Low turnout forces Bulgarian runoff

Bulgarians have voted in an election expected to hand Georgi Parvanov, the president, a second five-year term, but exit polls showed a low turnout had forced a runoff against a defiant nationalist.

    Parvanov (R) is expected to win a second five-year term

    Two polls published for national television showed between 39 and 41 per cent of eligible voters had cast ballots.
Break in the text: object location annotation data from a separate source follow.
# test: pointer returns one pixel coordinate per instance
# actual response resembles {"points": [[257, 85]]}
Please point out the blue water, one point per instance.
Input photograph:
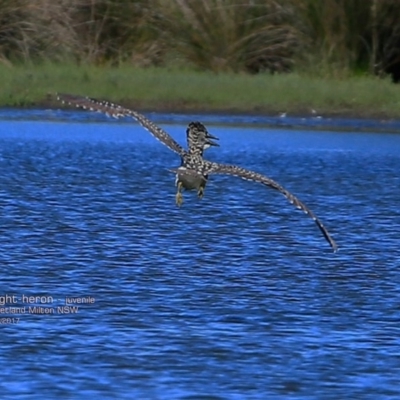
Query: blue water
{"points": [[236, 296]]}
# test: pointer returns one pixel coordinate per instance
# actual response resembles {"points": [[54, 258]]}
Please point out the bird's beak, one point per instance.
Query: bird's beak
{"points": [[209, 141]]}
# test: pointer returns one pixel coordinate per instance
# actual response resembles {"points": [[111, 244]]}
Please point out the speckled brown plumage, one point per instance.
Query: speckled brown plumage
{"points": [[194, 171]]}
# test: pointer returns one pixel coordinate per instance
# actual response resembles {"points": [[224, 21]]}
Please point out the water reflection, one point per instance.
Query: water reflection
{"points": [[236, 296]]}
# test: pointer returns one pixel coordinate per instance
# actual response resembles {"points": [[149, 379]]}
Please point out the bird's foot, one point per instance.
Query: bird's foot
{"points": [[179, 199]]}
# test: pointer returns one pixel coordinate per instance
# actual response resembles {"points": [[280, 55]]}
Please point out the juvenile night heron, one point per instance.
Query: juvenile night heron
{"points": [[194, 171]]}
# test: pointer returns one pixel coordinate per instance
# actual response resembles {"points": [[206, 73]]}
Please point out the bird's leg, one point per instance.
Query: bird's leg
{"points": [[178, 196], [200, 193]]}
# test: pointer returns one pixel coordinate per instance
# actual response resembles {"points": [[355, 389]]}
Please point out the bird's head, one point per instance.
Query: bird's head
{"points": [[199, 138]]}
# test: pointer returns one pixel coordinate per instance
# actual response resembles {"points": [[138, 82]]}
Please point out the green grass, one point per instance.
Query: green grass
{"points": [[187, 90]]}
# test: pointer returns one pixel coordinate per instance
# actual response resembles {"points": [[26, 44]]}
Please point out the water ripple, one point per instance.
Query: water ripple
{"points": [[234, 296]]}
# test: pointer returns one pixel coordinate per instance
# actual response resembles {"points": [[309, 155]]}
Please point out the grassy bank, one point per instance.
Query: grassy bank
{"points": [[179, 91]]}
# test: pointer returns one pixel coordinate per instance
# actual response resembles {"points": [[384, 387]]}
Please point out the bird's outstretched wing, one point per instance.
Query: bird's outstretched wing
{"points": [[216, 168], [117, 111]]}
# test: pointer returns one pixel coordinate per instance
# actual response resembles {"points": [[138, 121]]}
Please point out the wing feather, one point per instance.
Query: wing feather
{"points": [[216, 168], [117, 111]]}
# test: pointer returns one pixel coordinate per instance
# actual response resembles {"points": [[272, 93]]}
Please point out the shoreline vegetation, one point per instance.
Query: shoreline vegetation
{"points": [[178, 90], [265, 57]]}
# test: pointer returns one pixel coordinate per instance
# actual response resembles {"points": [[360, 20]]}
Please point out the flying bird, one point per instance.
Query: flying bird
{"points": [[194, 170]]}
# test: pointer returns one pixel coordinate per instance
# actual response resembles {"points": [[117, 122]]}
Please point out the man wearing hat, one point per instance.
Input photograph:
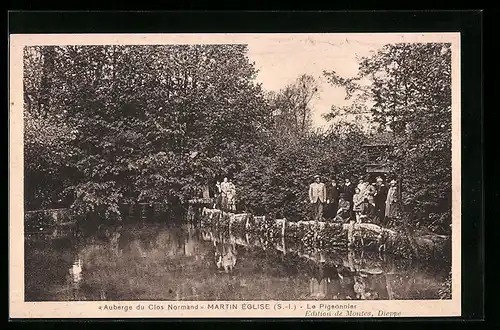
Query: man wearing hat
{"points": [[391, 203], [317, 196]]}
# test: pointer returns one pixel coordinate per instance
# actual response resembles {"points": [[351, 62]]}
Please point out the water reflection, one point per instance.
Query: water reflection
{"points": [[189, 263]]}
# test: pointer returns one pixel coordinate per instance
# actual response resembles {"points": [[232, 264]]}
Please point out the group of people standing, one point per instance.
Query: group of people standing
{"points": [[362, 202], [225, 198]]}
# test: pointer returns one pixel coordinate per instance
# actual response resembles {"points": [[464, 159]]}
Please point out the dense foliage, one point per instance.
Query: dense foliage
{"points": [[410, 91]]}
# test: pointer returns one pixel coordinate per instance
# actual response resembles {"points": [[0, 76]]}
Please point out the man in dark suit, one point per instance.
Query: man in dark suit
{"points": [[317, 196], [332, 198]]}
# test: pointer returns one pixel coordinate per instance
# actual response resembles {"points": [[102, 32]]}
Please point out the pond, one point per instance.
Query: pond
{"points": [[159, 262]]}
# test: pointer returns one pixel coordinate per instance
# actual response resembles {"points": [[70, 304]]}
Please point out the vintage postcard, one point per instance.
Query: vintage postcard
{"points": [[235, 175]]}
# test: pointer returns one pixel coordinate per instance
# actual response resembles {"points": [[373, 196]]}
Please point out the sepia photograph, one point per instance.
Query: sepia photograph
{"points": [[239, 173]]}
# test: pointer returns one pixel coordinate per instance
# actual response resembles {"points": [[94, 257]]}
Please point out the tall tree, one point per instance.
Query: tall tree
{"points": [[291, 105], [152, 121]]}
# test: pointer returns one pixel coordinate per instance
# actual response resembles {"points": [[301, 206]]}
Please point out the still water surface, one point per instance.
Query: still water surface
{"points": [[187, 263]]}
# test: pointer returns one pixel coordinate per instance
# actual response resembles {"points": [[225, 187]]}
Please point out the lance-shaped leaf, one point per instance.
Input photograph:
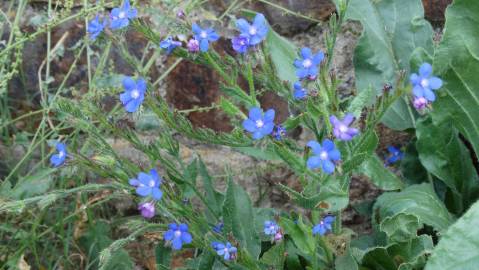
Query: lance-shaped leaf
{"points": [[392, 31], [456, 61]]}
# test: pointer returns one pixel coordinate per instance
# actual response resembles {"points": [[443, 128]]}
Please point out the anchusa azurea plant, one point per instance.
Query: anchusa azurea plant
{"points": [[321, 131]]}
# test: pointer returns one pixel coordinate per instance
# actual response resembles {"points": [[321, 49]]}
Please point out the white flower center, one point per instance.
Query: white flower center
{"points": [[135, 93], [425, 83], [307, 63], [259, 123], [323, 155], [151, 183]]}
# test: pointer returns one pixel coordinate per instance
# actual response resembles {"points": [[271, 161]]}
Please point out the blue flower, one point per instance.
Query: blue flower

Under Bulgarian law, 50 per cent must vote or the top two candidates must contest another vote the following Sunday.

     

    Results for individual candidates will be published after an embargo on the data expires at 1630 GMT.

     

    Former communist

    Parvanov, former head of the ex-communist Socialist party, has won admiration from many in the Black Sea country of 7.8 million for raising its profile abroad on the way to joining the Nato alliance in 2004 and the EU on January 1.

     

    Siderov is known for his stance
    against minorities 

    An October 19 survey by the state polling agency NPOC indicated the 49-year-old historian had 50.5 per cent support.

     

    The nationalist Volen Siderov, who is known for his hard-line policies against Bulgaria's minorities - especially Gypsies and Turks - came second with 23 per cent.

     

    In third, with 18 per cent, was the most popular candidate from Bulgaria's fragmented right-of-centre opposition, former constitutional court head Nedelcho Beronov.

     

    First mandate

    "I voted for Parvanov because he had a very successful first mandate and he will continue that trend," said pensioner Tsvetanka Botcheva, 65. "He has taken us into Nato and the European Union."

     

    Although he casts himself as non-partisan, experts say if Parvanov wins, it will help consolidate power for his ruling Socialist allies as the Black Sea country joins the EU.

     

    Analysts say he has used his limited powers, which include the ability to veto laws and appoint cabinets, to become one of the country's most influential figures.

     

    His critics say he has failed to push successive cabinets to stop high-level corruption and organised crime and raise living standards that - with average wages of 160 euros ($202) a month - will be the EU's lowest.